I am trying to replicate Chevalier's LSTM Human Activity Recognition algorithm and came across a problem when I was trying to implement my own data in a CSV format. The format used in the git was txt. My CSV data is of the following format:
0.000995,8
0.020801,8
0.040977,8
0.060786,8
0.080970,8
... ...
The original file can be found here. The x-values (time) are in column 0 (-80.060003, etc.) and the y-values (value) are in column 1 (8, 8, etc.). I tried to use pandas
pandas.read_csv(DATASET_PATH + TRAIN + "data_train.csv", skiprows=1, header=None, sep=',', usecols=[0, 1])

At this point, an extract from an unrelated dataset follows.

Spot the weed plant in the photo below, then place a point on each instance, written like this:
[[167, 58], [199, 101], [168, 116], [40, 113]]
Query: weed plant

but it does not seem to be compatible with the format of the data in the "Prepare Dataset" section (and possibly others as well):
TRAIN = "train/"
TEST = "test/"
# Load "X" (the neural network's training and testing inputs)
def load_X(X_signals_paths):
X_signals = []
for signal_type_path in X_signals_paths:
file = open(signal_type_path, 'r')
# Read dataset from disk, dealing with text files' syntax
X_signals.append(
[np.array(serie, dtype=np.float32) for serie in [
row.replace(' ', ' ').strip().split(' ') for row in file
]]
)
file.close()
return np.transpose(np.array(X_signals), (1, 2, 0))
X_train_signals_paths = [
DATASET_PATH + TRAIN + "Inertial Signals/" + signal + "train.txt" for signal in INPUT_SIGNAL_TYPES
]
X_test_signals_paths = [
DATASET_PATH + TEST + "Inertial Signals/" + signal + "test.txt" for signal in INPUT_SIGNAL_TYPES
]
X_train = load_X(X_train_signals_paths)
X_test = load_X(X_test_signals_paths)
# Load "y" (the neural network's training and testing outputs)
def load_y(y_path):
file = open(y_path, 'r')
# Read dataset from disk, dealing with text file's syntax
y_ = np.array(
[elem for elem in [
row.replace(' ', ' ').strip().split(' ') for row in file
]],
dtype=np.int32
)
file.close()
# Substract 1 to each output class for friendly 0-based indexing
return y_ - 1
y_train_path = DATASET_PATH + TRAIN + "y_train.txt"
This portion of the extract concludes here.